In essence, human-AI hybrid systems can offer wonderful advantages for strategic decision-making, and this collaboration is the key to moving forward, not replacement. This implies that humans have unique strengths that complement AI, such as creativity, intuition, and ethical judgment.
Invest in its governance to harness AI
To make the most of AI, businesses need to have strong AI governance in place that goes beyond mere compliance and addresses the ethical, legal, and social implications of their AI solutions. These are the essential components of an effective AI governance framework:
Firstly, make sure all the employees know what AI is. With the advent of ChatGPT, businesses should already begin training their workforce in the fundamentals of AI.

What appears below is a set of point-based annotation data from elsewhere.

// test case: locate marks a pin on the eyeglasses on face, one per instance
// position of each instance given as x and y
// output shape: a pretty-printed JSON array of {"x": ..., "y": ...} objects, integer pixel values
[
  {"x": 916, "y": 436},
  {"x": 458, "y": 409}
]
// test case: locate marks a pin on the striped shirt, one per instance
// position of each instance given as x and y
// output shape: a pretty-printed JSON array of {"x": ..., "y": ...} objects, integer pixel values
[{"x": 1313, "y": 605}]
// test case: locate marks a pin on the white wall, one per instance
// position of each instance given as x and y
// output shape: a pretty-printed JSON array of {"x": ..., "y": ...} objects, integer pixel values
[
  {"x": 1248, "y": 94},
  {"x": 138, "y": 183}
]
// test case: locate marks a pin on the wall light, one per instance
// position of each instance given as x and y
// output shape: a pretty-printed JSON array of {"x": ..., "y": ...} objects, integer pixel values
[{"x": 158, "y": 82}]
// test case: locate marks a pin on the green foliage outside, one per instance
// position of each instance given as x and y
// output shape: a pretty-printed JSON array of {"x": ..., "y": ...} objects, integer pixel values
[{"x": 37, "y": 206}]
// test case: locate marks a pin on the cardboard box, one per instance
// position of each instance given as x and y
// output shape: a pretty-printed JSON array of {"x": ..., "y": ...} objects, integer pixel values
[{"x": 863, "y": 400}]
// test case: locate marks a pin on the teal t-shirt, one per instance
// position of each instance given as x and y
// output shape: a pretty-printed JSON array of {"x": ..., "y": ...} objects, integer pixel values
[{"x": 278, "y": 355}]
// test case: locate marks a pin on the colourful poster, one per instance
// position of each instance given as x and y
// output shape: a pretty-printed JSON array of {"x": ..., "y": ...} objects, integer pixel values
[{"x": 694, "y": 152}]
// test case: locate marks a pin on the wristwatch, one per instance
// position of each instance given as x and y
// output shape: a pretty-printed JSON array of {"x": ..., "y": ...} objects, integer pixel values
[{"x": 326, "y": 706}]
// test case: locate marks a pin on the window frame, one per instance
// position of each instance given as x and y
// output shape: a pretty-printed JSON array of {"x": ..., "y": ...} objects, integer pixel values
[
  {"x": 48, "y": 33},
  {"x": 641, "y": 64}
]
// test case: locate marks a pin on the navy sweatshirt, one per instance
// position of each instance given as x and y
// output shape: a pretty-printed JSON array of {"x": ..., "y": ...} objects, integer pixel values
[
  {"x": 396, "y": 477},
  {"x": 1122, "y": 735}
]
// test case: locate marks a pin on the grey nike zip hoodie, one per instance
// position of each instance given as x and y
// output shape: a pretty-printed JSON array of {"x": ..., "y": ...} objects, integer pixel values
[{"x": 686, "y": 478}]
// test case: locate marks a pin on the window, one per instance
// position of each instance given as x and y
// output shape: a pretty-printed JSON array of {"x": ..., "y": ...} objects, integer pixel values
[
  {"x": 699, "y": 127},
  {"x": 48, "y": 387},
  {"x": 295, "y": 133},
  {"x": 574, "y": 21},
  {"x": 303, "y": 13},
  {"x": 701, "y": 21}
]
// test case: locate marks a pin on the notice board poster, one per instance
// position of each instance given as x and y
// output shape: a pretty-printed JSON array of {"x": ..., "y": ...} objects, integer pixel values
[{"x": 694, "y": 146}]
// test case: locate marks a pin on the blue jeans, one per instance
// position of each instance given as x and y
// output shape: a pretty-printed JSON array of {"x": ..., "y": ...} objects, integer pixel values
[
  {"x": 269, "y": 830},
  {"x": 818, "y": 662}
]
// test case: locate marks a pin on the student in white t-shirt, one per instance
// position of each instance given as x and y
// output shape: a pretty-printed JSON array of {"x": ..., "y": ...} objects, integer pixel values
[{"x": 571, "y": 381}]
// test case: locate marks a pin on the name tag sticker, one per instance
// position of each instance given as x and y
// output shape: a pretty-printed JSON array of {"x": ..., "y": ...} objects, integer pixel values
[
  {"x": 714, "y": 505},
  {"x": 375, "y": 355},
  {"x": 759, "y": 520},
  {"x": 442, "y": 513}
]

Secondly, organisations should contemplate the existing requirements and upskill their teams accordingly. For example, what is privacy in AI? What does privacy by design mean in AI?
Then, organisations should collaborate with lawyers and engineers. AI governance is all about developing a shared language. For example, it is hard to promote privacy without including coding privacy engineering. Also, to ensure transparency and explainability of data and algorithms organisations should use tools and techniques, such as documentation, metadata, annotations, and traceability.
Finally, organisations must involve external stakeholders – customers, suppliers, regulators, and civil society groups – to collaboratively design and examine AI solutions.
Conclusion
AI deployment and governance is a complex and challenging process that requires clarity and focus from the start. There are existing laws and regulations that already apply to AI in various domains – privacy, non-discrimination, human rights, liability, intellectual property, and labour. It is essential to understand how these legal frameworks affect individual AI use cases and to comply with them. New legislation is likely to emerge as AI evolves and becomes more widespread. Therefore, cooperation with regulators and governments will be crucial, especially on how we clearly communicate what AI can and cannot do. We will have to all work together to build trust and foster sustainable growth.